(Bloomberg) -- An ex-Societe Generale SA banker and a group of traders suspected of making about €18 million ($21.1 million) from an insider tip on a US stock about a decade ago were ordered to face a criminal trial in France, according to people familiar with the matter.
The then SocGen managing director Stéphane Fima and traders Lucien Selce and Alexis Kuperfis are among those to be called to a Paris court, two of the people said who asked not to be named as the decision isn’t public information. The court hearings in the case are tentatively scheduled to start in February but the timeline could slip.
As part of the long-running French case, Fima was accused by authorities of using a burner phone in late 2015 to share a confidential tip with traders via an intermediary about Air Liquide SA’s plans to take over U.S. chemical producer Airgas Inc. Investigators allege Selce made at least €9.9 million from the insider information and Kuperfis about €4.4 million.
The trial will be the first in France as part of an effort alongside enforcers in the US and the UK to clamp down on a loosely connected insiders ring that allegedly operates across several continents. The case is a chance for prosecutors at the Parquet National Financier to make their mark in a country where no major convictions for insider dealing have been recorded in many years.
British prosecutors for their part clinched key convictions in 2019 against other members of this alleged ring — a trader and a former UBS Group AG compliance officer.
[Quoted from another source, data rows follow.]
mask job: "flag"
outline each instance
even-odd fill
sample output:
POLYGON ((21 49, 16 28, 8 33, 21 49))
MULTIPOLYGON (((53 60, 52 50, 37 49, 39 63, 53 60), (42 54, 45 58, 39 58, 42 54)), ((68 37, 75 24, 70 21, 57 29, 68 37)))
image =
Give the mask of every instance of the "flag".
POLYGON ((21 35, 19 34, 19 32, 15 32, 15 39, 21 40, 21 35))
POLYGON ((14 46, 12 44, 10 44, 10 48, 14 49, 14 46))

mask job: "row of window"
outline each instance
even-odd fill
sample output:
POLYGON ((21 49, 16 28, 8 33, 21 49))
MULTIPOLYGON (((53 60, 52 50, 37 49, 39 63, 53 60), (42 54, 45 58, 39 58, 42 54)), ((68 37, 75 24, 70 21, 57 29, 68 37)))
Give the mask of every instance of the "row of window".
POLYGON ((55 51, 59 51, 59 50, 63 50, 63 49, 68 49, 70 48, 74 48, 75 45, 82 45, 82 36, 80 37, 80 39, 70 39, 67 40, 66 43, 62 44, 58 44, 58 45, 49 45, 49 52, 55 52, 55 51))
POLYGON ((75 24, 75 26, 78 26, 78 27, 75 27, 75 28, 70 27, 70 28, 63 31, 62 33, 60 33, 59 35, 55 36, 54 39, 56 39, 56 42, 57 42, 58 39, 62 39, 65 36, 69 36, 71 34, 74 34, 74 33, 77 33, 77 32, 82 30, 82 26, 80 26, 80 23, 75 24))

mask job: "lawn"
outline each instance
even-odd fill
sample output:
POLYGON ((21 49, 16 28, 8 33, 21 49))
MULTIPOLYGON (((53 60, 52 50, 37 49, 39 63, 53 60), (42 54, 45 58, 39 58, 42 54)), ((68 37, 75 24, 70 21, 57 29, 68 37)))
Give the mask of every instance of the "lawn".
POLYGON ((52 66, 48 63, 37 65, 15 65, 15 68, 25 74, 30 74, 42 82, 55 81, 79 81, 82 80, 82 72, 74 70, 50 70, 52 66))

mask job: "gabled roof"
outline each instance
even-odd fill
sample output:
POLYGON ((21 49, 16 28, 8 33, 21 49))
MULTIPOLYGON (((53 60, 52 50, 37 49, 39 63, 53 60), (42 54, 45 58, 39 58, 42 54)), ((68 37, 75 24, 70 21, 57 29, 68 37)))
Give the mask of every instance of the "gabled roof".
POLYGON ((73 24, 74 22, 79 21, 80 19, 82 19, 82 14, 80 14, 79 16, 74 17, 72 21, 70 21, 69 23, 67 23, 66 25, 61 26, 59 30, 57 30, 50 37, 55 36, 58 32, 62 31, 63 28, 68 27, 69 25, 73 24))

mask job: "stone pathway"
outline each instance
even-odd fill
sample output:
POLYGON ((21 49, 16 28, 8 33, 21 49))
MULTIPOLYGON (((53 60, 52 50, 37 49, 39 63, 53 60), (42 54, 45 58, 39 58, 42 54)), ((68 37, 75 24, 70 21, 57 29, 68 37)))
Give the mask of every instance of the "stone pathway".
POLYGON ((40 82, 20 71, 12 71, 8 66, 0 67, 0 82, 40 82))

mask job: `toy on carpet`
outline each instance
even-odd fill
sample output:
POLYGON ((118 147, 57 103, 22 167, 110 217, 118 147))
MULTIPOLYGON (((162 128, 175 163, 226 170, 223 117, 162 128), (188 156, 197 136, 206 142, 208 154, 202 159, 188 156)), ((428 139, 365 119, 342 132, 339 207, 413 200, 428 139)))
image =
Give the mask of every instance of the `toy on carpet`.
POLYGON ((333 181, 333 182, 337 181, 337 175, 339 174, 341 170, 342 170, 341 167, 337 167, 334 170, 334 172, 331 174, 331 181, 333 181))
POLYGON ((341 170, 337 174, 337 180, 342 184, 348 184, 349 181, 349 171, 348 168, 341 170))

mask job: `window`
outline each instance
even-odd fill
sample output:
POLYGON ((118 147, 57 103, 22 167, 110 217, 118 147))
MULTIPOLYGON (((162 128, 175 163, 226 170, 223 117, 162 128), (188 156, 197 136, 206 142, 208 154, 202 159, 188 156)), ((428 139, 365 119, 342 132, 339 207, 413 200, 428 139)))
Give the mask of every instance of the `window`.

American authorities also secured guilty pleas from a trader who says he made about $70 million from insider tips and one of his sources, a former Goldman Sachs Group Inc. banker.
Lawyers for Selce, Kuperfis and Fima declined to comment as did the Parquet National Financier.
To gather evidence in the Airgas case, investigators conducted surprise inspections at premises throughout the French territory — from upscale ski resorts to well-heeled districts of Paris.
But the most critical piece of evidence for the PNF is a wiretap of Fima’s conversations on his burner phone, details of which were included in an earlier Bloomberg report. Its validity has long been contested by defendants yet, after multiple legal rounds, their privacy arguments were ultimately dismissed.
French investigators from the Autorité des Marchés Financiers painstakingly exploited phone records for the suspects’ official lines to track their movements and uncover their use of secret prepaid mobiles that were regularly discarded to avoid detection.
As part of this case, Seligman is also accused of further spilling the Airgas secret by phone and sharing the inside information with at least two others. Vania Mareuse and Bertrand Van Houtte de la Chaise were alleged to have illegally made respectively €3.3 million and about €225,000 from the Airgas tip. They have also been ordered to face trial as well as Thierry Braha, Kuperfis’ wealth manager, the people said.
Lawyers for Seligman, Mareuse, Van Houtte and Braha declined to comment.
The Airgas trial may set the tone for further French enforcement against insider trading, most often pursued as a civil offense by the AMF.
Fima, Selce and Seligman are also embroiled in a parallel criminal case focusing on suspicious transactions into French oil-services firm CGG SA amid a takeover approach by Technip SA more than a decade ago. A former Merrill Lynch banker and an ex-Brunswick consultant have also been charged as part of that case but no decision has been made about any trial.